2. Each section of the book opens with a literary quote or two. What do
they tell you about what’s to come in the pages that follow? How does
Strayed’s pairing of, say, Adrienne Rich and Joni Mitchell (p. 45)
provide insight into her way of thinking?
3. Strayed is quite forthright in her description of her own
transgressions, and while she’s remorseful, she never seems ashamed. Is
this a sign of strength or a character flaw?
4. "I knew that if I allowed fear to overtake me, my journey was doomed.
Fear, to a great extent, is born of a story we tell ourselves, and so I
chose to tell myself a different story from the one women are told" (p.
51). Fear is a major theme in the book. Do you think Strayed was too
afraid, or not afraid enough? When were you most afraid for her?
5. Strayed chose her own last name: "Nothing fit until one day when the
word strayed came into my mind. Immediately, I looked it up in the
dictionary and knew it was mine...: to wander from the proper path, to
deviate from the direct course, to be lost, to become wild, to be
without a mother or father, to be without a home, to move about
aimlessly in search of something, to diverge or digress" (p. 96). Did
she choose well? What did you think when you learned she had assigned
this word to herself—that it was no coincidence?
6. On the trail, Strayed encounters mostly men. How does this work in
her favor? What role does gender play when removed from the usual
structure of society?
7. What does the reader learn from the horrific episode in which Strayed
and her brother put down their mother’s horse?

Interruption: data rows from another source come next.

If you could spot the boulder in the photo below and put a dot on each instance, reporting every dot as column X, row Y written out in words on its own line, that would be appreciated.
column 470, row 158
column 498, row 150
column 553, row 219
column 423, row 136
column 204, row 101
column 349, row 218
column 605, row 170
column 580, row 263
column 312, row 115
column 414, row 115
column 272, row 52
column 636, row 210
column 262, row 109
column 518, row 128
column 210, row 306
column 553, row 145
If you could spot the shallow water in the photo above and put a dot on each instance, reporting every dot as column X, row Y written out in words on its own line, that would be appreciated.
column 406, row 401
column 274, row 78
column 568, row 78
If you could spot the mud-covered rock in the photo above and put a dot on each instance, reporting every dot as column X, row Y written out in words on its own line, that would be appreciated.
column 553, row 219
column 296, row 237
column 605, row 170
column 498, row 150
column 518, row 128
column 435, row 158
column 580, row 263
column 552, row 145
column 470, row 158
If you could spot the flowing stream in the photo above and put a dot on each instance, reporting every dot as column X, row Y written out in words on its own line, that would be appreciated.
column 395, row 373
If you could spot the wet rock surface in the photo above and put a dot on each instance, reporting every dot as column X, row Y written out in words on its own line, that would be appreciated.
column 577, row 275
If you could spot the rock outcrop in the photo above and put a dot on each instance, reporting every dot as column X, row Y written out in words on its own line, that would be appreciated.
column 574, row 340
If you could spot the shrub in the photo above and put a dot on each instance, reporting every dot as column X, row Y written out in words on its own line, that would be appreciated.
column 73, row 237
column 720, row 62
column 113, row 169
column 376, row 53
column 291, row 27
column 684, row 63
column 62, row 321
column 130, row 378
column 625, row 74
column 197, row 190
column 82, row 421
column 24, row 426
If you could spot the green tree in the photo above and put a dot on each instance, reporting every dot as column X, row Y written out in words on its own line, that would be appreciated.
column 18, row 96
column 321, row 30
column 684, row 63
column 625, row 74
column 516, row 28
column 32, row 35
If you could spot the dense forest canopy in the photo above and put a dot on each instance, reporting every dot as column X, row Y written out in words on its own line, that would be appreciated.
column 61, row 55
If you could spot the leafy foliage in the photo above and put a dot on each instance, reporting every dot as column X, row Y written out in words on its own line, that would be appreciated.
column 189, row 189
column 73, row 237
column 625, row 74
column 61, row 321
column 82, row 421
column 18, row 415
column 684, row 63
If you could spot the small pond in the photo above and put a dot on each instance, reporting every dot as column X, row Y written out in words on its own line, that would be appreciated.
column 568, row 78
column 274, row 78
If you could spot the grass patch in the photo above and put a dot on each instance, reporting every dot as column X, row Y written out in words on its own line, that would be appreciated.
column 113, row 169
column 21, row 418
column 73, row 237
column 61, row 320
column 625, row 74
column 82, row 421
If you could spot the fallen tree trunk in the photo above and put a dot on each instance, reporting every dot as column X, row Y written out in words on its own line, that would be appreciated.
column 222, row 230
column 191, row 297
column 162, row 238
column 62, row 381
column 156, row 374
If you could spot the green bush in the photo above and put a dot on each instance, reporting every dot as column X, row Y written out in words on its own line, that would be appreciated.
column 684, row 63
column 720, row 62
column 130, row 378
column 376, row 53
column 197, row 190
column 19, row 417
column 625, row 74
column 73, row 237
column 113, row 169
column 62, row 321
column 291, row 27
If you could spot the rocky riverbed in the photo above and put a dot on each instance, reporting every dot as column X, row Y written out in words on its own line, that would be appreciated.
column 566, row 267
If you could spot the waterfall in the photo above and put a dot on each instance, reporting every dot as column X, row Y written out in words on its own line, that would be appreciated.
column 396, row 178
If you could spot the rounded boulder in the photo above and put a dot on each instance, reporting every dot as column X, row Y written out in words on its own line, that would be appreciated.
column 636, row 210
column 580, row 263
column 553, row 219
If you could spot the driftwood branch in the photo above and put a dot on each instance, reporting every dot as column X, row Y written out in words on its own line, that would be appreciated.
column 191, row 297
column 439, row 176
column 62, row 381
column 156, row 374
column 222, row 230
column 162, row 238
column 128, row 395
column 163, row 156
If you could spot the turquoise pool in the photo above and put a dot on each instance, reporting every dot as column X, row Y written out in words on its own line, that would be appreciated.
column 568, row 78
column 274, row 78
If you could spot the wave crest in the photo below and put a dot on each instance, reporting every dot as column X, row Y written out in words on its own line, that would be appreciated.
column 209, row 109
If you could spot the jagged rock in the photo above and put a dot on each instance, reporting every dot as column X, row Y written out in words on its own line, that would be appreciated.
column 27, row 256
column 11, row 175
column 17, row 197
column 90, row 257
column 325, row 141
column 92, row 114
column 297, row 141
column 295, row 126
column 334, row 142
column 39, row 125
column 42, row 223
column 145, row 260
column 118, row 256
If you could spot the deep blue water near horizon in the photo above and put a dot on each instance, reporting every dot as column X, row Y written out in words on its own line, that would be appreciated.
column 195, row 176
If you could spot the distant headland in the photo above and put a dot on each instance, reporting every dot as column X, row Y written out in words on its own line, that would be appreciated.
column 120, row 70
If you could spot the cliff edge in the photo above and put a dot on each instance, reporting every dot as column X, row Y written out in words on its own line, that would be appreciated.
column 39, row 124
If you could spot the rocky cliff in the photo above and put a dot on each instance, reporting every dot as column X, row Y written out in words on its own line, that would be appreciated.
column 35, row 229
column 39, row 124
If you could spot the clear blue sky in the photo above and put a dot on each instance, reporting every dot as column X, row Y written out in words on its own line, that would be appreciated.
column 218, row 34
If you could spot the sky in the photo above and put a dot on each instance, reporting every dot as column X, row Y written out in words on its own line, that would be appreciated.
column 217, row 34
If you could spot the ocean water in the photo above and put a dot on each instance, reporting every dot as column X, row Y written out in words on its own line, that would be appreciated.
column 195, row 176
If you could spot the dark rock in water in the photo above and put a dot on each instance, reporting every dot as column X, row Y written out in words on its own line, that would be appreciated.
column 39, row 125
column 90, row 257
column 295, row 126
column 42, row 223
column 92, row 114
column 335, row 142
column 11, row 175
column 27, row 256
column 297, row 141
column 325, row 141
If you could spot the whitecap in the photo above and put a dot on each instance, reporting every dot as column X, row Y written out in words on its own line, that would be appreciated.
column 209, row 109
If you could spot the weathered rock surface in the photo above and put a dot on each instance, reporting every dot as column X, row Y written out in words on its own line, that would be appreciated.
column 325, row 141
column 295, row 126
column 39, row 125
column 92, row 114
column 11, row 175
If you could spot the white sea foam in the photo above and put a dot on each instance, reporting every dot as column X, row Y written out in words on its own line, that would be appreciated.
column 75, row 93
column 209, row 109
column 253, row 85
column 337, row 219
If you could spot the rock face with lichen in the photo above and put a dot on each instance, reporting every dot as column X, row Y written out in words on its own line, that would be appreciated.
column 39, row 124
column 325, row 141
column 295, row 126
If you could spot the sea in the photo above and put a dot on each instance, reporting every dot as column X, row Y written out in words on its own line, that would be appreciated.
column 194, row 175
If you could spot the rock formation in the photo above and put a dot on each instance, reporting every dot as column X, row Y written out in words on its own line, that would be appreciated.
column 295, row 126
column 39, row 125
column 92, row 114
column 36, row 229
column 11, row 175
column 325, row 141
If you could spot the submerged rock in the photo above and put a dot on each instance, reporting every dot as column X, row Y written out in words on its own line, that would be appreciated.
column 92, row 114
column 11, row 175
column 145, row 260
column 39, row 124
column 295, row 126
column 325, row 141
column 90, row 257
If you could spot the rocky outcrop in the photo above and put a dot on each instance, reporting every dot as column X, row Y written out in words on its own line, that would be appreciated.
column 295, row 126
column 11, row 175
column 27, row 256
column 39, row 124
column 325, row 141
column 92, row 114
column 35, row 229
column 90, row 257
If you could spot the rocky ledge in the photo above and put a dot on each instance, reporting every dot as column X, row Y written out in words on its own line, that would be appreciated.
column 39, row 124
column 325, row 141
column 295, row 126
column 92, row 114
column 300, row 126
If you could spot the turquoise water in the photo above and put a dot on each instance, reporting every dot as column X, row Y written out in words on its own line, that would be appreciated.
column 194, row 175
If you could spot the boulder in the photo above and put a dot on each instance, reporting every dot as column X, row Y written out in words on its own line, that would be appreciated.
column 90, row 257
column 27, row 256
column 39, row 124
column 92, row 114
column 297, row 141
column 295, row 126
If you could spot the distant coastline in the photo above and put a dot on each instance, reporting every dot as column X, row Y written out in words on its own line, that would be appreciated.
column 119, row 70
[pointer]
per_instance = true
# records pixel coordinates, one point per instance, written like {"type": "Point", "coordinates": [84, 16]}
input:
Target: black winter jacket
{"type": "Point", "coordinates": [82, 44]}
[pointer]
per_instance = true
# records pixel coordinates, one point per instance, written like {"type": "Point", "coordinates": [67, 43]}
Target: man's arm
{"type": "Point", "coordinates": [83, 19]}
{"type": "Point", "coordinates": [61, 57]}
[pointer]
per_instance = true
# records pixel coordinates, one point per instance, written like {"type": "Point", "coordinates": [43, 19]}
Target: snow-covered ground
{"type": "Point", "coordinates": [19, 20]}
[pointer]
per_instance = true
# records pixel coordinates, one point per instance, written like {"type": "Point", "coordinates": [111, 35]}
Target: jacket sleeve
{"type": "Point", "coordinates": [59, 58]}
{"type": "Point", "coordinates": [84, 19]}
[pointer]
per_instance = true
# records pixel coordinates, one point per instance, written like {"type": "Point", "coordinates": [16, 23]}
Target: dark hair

8. Strayed writes that the point of the PCT "had only to do with how it
felt to be in the wild. With what it was like to walk for miles for no
reason other than to witness the accumulation of trees and meadows,
mountains and deserts, streams and rocks, rivers and grasses, sunrises
and sunsets" (p. 207). How does this sensation help Strayed to find her
way back into the world beyond the wilderness?
9. On her journey, Strayed carries several totems. What does the black
feather mean to her? And the POW bracelet? Why does she find its loss
(p. 238) symbolic?
10. Does the hike help Strayed to get over Paul? If so, how? And if not,
why?
11. Strayed says her mother’s death "had obliterated me.... I was
trapped by her but utterly alone. She would always be the empty bowl
that no one could fill" (p 267). How did being on the PCT on her
mother’s fiftieth birthday help Strayed to heal this wound?
12. What was it about Strayed that inspired the generosity of so many
strangers on the PCT?
13. "There’s no way to know what makes one thing happen and not
another.... But I was pretty certain as I sat there that night that if
it hadn’t been for Eddie, I wouldn’t have found myself on the PCT" (p.
304). How does this realization change Strayed’s attitude towards her
stepfather?
14. To lighten her load, Strayed burns each book as she reads it. Why
doesn’t she burn the Adrienne Rich collection?
15. What role do books and reading play in this often solitary journey?